Of course, web scraping isn’t the only source of alternative data. Debit and credit card companies as well as payment portals know about almost every retail transaction made; this is often called “exhaust data” because it’s a byproduct of regular business processes. There’s also data generated by sensors. For example, geolocation services can read enough into foot traffic through retail stores that the concept of “I’m just looking” becomes meaningless. And, of course, there’s the whole infrastructure that’s been built around the sensors used to predict the weather.

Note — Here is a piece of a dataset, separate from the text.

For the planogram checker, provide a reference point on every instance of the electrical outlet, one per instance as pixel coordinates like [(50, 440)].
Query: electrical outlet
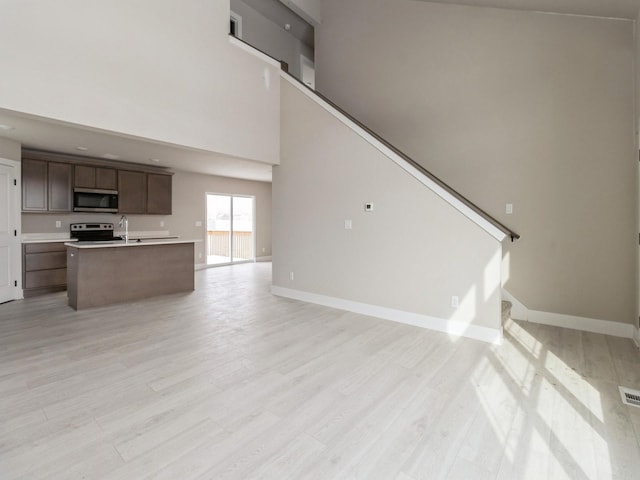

Whether a hedge fund wants to know more about a particular sector or data type, or whether it needs raw data or cleansed data or fully analyzed information, determines how a data insights provider would acquire its materials and deliver its services.
At the close
Just like yesterday’s alternative music became today’s classics, today’s alternative data will soon become tomorrow’s standard feed.
The challenge for funds is to keep their research analysts current with the latest data that is on the cusp of becoming mainstream. Once it becomes mainstream, of course, knowledge of it becomes table stakes, not a competitive distinction.
The alternative data provider’s challenge, then, is to continuously discover new relevant data sources that have not yet achieved mass adoption, then introduce them to analysts and portfolio managers who can use them to pursue alpha for their clients.
So maybe we shouldn’t refer to all this as “alternative” data. It’s innovative. It’s overlooked. It’s non-obvious. But its nature is to not be alternative for long.